Creditors and Debtors

It has long puzzled me that people think that their pensions are secure in face of all the facts to the contrary. Not only are pension funds underfunded at current asset valuations, their assets are greatly inflated in value as well. Yet, no-one seems to care.

All pension funds, private or public, are heavily invested in sovereign debt, which means that future pay-outs are tied directly to the ability of the state to deliver on its promises. However, a state that's trillions of dollars in debt will never pay back what it owes. No sophisticated maths is required to figure that out. Yet, many counter this argument with the proposition that sovereign debt is money that we owe to ourselves, and therefore not a problem.

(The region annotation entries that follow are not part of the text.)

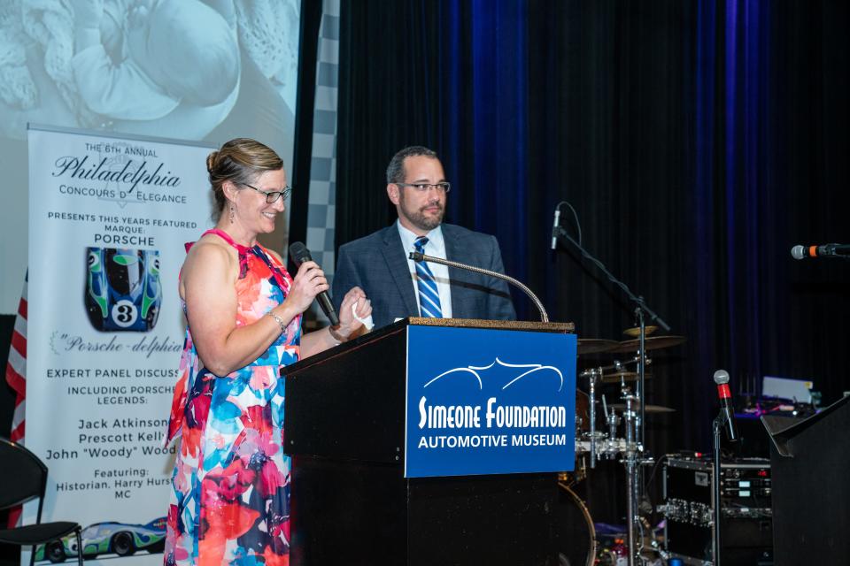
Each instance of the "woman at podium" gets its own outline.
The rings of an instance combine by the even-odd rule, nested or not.
[[[281,446],[280,367],[345,341],[372,309],[353,288],[336,327],[302,336],[302,313],[328,290],[325,275],[305,261],[292,278],[257,241],[274,230],[291,190],[281,158],[240,138],[211,153],[206,166],[220,218],[180,273],[188,327],[168,430],[180,447],[164,560],[286,563],[290,458]]]

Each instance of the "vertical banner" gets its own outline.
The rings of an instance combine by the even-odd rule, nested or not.
[[[35,127],[28,142],[27,446],[49,470],[42,520],[82,524],[87,558],[158,564],[177,276],[184,244],[212,225],[211,148]],[[35,558],[73,560],[73,546]]]

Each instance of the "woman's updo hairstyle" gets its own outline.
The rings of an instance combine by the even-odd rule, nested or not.
[[[206,171],[215,197],[216,214],[220,216],[228,203],[224,183],[251,184],[264,172],[283,168],[283,161],[268,146],[250,138],[230,140],[206,157]]]

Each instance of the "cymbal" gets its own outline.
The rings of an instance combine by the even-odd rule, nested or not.
[[[644,326],[644,329],[646,331],[646,335],[649,336],[653,332],[658,330],[658,326]],[[633,328],[626,328],[622,331],[622,333],[626,336],[631,336],[632,338],[638,338],[640,336],[640,326],[635,326]]]
[[[601,338],[579,338],[578,354],[597,354],[610,352],[620,345],[615,340],[602,340]]]
[[[647,373],[644,376],[645,379],[649,379],[653,375]],[[638,372],[637,371],[614,371],[612,373],[603,373],[602,374],[602,383],[620,383],[621,381],[637,381],[638,380]]]
[[[662,348],[677,346],[684,341],[684,336],[650,336],[645,340],[647,350],[657,350]],[[610,352],[637,352],[640,347],[640,340],[624,340]]]
[[[609,409],[615,409],[617,410],[625,410],[625,403],[611,403],[608,405]],[[635,410],[638,410],[637,406]],[[670,407],[664,407],[663,405],[644,405],[644,410],[647,413],[673,413],[676,412],[675,409]]]

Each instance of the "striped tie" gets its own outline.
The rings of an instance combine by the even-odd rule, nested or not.
[[[425,244],[428,238],[420,236],[413,242],[413,248],[421,254],[425,253]],[[416,287],[419,289],[419,312],[421,317],[442,318],[443,310],[440,308],[440,293],[437,290],[437,281],[431,268],[425,262],[416,264]]]

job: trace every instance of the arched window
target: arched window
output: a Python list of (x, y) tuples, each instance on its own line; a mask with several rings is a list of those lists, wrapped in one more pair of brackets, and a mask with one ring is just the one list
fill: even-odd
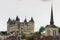
[(53, 36), (56, 36), (56, 30), (53, 30)]
[(48, 36), (50, 35), (50, 30), (47, 30), (47, 35), (48, 35)]

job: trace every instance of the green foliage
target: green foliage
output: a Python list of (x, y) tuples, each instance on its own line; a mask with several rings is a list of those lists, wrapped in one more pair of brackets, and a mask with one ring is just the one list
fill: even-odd
[(39, 33), (41, 34), (41, 32), (43, 32), (45, 30), (45, 27), (41, 26), (41, 28), (39, 29)]
[(58, 32), (60, 33), (60, 27), (58, 28)]
[(26, 38), (26, 35), (25, 34), (22, 34), (21, 38), (22, 39), (25, 39)]

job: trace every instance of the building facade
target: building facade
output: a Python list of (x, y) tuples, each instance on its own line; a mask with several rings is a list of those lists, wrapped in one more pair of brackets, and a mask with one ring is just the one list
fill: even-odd
[(54, 25), (53, 20), (53, 8), (51, 6), (51, 19), (50, 19), (50, 25), (47, 25), (45, 28), (45, 36), (58, 36), (58, 27)]
[(19, 33), (19, 34), (33, 34), (34, 33), (34, 20), (33, 18), (31, 18), (31, 20), (29, 20), (27, 22), (27, 19), (25, 18), (25, 20), (23, 22), (20, 22), (19, 17), (16, 17), (16, 20), (12, 20), (12, 19), (8, 19), (7, 22), (7, 33), (11, 34), (11, 33)]

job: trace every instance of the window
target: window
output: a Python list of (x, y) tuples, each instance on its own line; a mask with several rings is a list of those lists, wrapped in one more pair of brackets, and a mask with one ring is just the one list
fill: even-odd
[(47, 30), (47, 35), (50, 35), (50, 30)]

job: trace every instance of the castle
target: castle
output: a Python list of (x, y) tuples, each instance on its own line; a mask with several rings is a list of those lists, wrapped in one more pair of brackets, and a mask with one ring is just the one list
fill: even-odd
[(11, 18), (7, 21), (7, 33), (19, 33), (19, 34), (26, 34), (30, 35), (34, 33), (34, 20), (31, 17), (31, 20), (27, 22), (25, 18), (24, 22), (20, 22), (19, 17), (16, 17), (16, 20), (12, 20)]

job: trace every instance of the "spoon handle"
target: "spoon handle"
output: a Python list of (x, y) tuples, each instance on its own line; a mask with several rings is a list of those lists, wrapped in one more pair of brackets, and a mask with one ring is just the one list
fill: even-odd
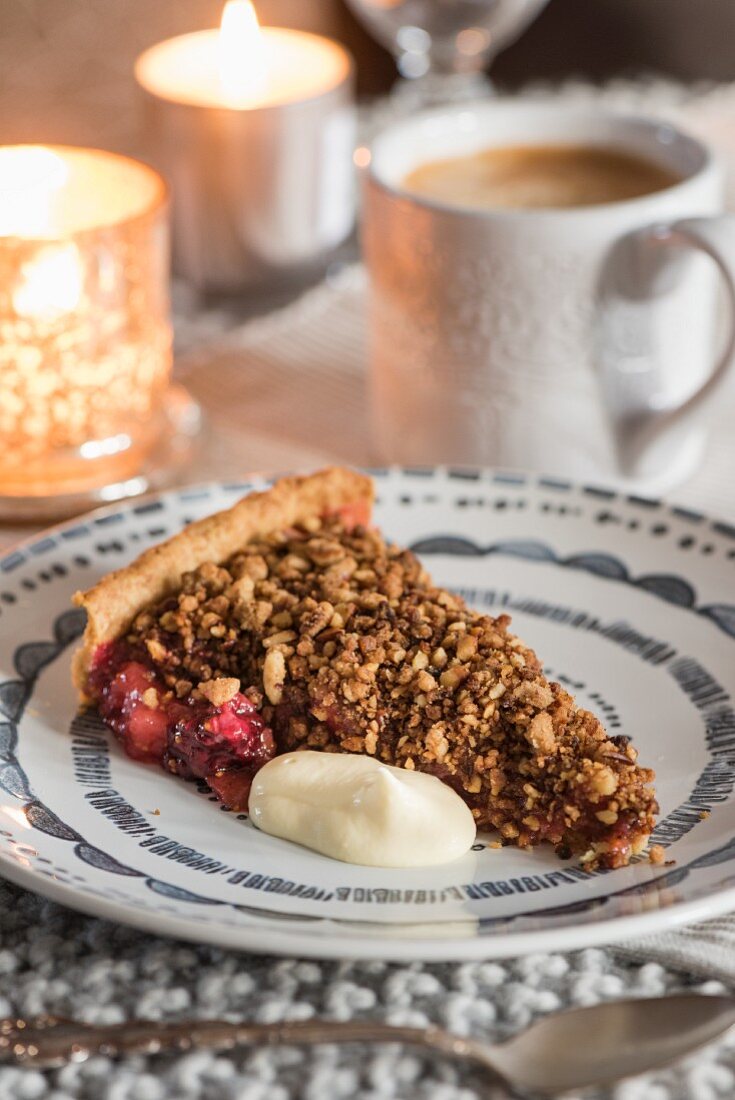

But this argument is lame for at least two reasons:

  1. It assumes that the state and the people invested in pension funds are the same individuals.
  2. It fails to recognize that money is not in itself savings.
The state is not equivalent to future pensioners, and money is merely an alias for real savings. Sovereign debt is tied to future tax revenues, which are not going to increase as long as there's no real savings in terms of durable goods and productive manufacturing capacity.

This means that the state will soon default on its promise to pay their debt. Pensioners will feel this either directly through smaller pay-outs or indirectly through monetary inflation. Either way, future pensioners will be sorely disappointed. Their promise of a comfortable retirement will be broken. Only those with savings in gold or silver will coast through this coming crisis with their purchasing power intact. The reason for this is that gold and silver are real savings. They are not tied to the state's ability to pay their debt. Rather, they are a part of the economy of the physical world. They are commodities that will always retain a relatively stable position in the price hierarchy of things.